I was in Manhattan last week so stopped into the Amazonbooks store. Given Amazon’s reputation with Go, Drones, Blimps, etc. and their label as a traditional retailer killer, I braced for a truly unique (and perhaps mind blowing) experience. I was genuinely excited to check it out.

A friendly associate welcome me upon entry and, having found out I was a first-timer, took me through the whole process. For those of you who haven’t been, you use the app to scan books, access prices, find books and pay.

The store looks like a traditional book store, shelves of books, a few Amazon devices on tables and a coffee shop off to the side. If you want to find out the price for a book you can either look at the insert or they prefer you scan the book with your app. If you are a Prime member, you get the Prime price. On the shelf set beneath each book is a printed review card. The card has a “real” review on it and a star rating for the book (think what Best Buy did years ago but large enough to actually read). That’s the store in a nutshell.

Now I’m really a library guy; why buy a book you will likely only read once? But I decided to give the store a shot so searched for the Elon Musk biography that’s been on my list.

Together the associate and I searched for the book. The search went like this: Type Musk into the app, a few titles pop up, select the right one, the page says lists the part of the store it’s in, we walk over to, in this case Biographies, and find the book.

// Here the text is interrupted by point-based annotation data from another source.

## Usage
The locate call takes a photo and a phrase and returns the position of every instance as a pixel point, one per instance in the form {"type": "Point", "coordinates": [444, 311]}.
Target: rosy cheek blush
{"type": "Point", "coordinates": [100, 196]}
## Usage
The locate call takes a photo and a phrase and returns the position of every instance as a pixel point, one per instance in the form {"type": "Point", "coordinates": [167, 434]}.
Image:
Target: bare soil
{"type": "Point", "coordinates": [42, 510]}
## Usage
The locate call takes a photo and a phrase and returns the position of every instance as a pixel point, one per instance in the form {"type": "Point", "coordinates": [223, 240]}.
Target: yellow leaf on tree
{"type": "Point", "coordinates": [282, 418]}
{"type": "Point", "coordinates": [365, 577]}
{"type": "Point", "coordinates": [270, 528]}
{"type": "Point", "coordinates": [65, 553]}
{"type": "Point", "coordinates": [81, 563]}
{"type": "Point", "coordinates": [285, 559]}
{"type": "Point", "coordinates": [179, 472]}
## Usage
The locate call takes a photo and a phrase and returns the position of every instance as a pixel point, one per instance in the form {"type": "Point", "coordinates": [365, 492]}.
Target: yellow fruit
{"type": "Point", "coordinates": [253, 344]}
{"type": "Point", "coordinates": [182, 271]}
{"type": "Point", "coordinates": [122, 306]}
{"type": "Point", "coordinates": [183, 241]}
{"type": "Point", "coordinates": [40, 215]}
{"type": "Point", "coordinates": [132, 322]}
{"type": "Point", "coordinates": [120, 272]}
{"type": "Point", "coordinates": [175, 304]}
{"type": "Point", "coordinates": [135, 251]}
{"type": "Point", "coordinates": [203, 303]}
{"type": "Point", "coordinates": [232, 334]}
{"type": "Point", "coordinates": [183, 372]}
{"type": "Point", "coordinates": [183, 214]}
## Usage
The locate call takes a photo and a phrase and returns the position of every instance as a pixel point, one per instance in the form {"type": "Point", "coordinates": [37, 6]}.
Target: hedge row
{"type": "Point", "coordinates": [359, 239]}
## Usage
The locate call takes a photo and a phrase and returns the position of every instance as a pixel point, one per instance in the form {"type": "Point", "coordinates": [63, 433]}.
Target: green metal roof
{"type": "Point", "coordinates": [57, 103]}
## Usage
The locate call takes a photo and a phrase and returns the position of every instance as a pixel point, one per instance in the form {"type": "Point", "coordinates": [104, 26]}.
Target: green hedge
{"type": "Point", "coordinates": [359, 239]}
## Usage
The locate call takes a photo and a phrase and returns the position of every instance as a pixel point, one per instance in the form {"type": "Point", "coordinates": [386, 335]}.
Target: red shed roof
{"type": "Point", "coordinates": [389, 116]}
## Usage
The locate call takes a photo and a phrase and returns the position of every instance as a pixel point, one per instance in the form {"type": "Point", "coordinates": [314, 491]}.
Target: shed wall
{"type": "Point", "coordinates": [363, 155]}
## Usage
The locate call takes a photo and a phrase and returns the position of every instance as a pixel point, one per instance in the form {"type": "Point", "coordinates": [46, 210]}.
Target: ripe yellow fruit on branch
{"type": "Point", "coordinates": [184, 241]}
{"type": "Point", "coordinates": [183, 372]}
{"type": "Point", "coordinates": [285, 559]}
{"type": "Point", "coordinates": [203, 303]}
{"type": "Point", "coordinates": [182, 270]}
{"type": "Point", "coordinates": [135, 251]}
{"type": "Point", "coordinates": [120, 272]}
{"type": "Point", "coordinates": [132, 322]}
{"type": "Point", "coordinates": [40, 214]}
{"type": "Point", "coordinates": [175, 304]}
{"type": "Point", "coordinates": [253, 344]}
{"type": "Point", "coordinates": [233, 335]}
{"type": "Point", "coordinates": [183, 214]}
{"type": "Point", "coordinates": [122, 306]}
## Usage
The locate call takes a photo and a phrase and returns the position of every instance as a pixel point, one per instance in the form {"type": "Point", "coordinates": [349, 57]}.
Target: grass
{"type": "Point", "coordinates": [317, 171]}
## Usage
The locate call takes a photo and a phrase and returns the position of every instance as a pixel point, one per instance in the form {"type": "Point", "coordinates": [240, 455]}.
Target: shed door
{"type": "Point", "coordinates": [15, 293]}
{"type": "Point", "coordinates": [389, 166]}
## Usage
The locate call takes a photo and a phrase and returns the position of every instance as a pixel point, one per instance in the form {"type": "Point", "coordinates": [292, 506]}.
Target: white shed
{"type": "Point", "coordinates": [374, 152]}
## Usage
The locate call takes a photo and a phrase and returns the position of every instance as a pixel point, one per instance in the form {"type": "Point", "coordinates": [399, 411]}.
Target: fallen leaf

By now I am in a hurry so I grab the book and head over to checkout. Just before I get there another customer steps into line ahead of me. She has a question, seems like a complex one. I stand there with my app open and book in hand. Amazon knows me, I just scanned the book 5 minutes beforehand. I wait another 2–3 minutes and wonder why I can’t just walk out of the store. Finally I get my turn. The (super friendly) woman behind the counter has me scan by phone, puts my book in a bag and asks if I want a printed receipt. I walk away wondering why the I had to wait in line.

When the associate asked me what I thought of the store, I said, “this feels like a Barnes and Noble”. Her gasp actually made me feel a little guilty. Just a little.

The store didn’t live up to my expectations. My mind was far, far from being blown away. I was actually ticked that I had to wait in line and couldn’t slip that feeling for a while afterwards.

My takeaways.

1) Amazon has set some pretty high expectations, pressure is on to deliver.

2) Though I found the bookstore ho hum (with great associates), I can only assume that Bezos has something else up his sleeve on this.

3) I understand that the US market might not be ready for something more advanced than this but I’d rather have seen Amazon push this further (see point 1), even integrating the Go infrastructure.

4) There are opportunities to vastly improve reviews. How they are curated and delivered, especially in a store setting.

5) Maybe Amazon should bail on stores and just become the OS of all retail.

6) If they keep building stores, I hope their teams have some misfits and hackers who will push on convention. Traditional retail really isn’t that old but so many preconceived notions of what it should be are molded into our minds and that’s holding the industry back.

Raj B. Shroff is Principal and Founder of PINE.

(Full disclosure: I’ve made great money on my investment in Amazon, am a Prime member and am rooting for them to live up to the hype. Btw, read the Musk book, it’s inspiring).